Managers are all about PEOPLE. Their job is to align team strengths with the needs of the organization, to care for people, to show them he or she has their career in mind, to give them direction and resources and to cover their back. Managers are individualizers.
A Great Manager is a catalyst that turns people’s talent into performance that is aligned with company goals. A great manager demonstrates he or she sincerely cares about the team, making employees believe their success is the manager’s primary goal. Great managers get satisfaction from the small improvements in growth they see in the people they manage.
Leaders are all about VISION. They have an ability to visualize a better future so clearly and they are so passionate about it, they can’t help but do everything they can to make that future a reality. Their vision and passion make people follow them independently of their position in the org.
Great Leaders rally people to a better future. Great leaders are restless for change, impatient for progress and deeply dissatisfied with the status quo. The possibility of a better future burns them and propels them. Great leaders see the future so vividly they have no choice but to do everything in their power to make this future real. Great leaders are curious, bold and confident, and they have a great sense of optimism.
How to become a great Leader? Sorry but what makes a great leader cannot be learned. You either have it or you don’t. Leaders are born. Leaders need, however, a fully realistic assessment of the difficulty of the challenge ahead and they need to bring an unrealistically optimistic belief in the ability to overcome it.

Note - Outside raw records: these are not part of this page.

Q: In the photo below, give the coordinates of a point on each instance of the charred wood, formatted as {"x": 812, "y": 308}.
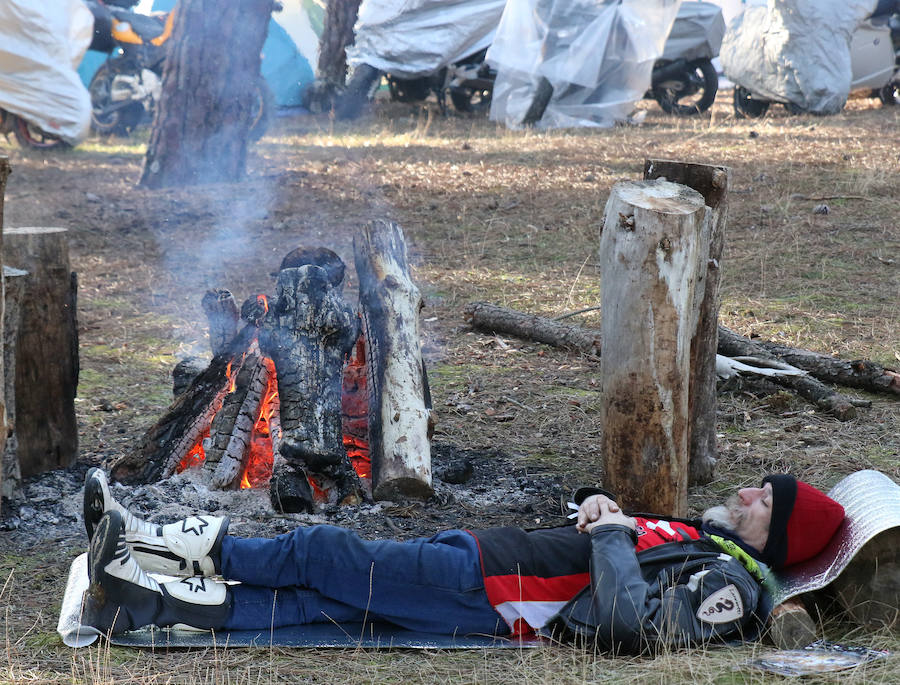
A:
{"x": 14, "y": 283}
{"x": 184, "y": 374}
{"x": 399, "y": 416}
{"x": 307, "y": 332}
{"x": 232, "y": 427}
{"x": 169, "y": 440}
{"x": 222, "y": 314}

How to become a great Manager? Marcus offers a very accurate set of recommendations. Interestingly, the discussion starts by defining the fundamental human needs: a modern version of Maslow’s pyramid, in a way. These fundamental needs stem from fundamental human fears. They are:
- Fear of death – Need for security
- Fear of strangers and outsiders– Need for community
- Fear of the future and uncertainty – Need for clarity
- Fear of chaos – Need for authority and classification, order
- Fear of insignificance – Need for respect
What do these needs have to do with management? These fundamental human needs apply to humans at all times, including work. A manager that is aware and understands the fundamental human needs of his or her employees will find the following management guidelines as very useful:
- Provide clear expectations and goals to your team
- Show recognition and praise for the accomplishments of your team, big and small
- Demonstrate to your team you sincerely care about them as individuals
- A good team requires interdependency: it cannot be a group of individual players
Marcus defines three things every good manager needs to know about each team member:
1. Their strengths and weaknesses
2. Their triggers and hot buttons
3. Their individual style of learning: analyzer, watcher or doer.
You can be a great manager and a great leader. If you are interested, a good first step would be to read this book.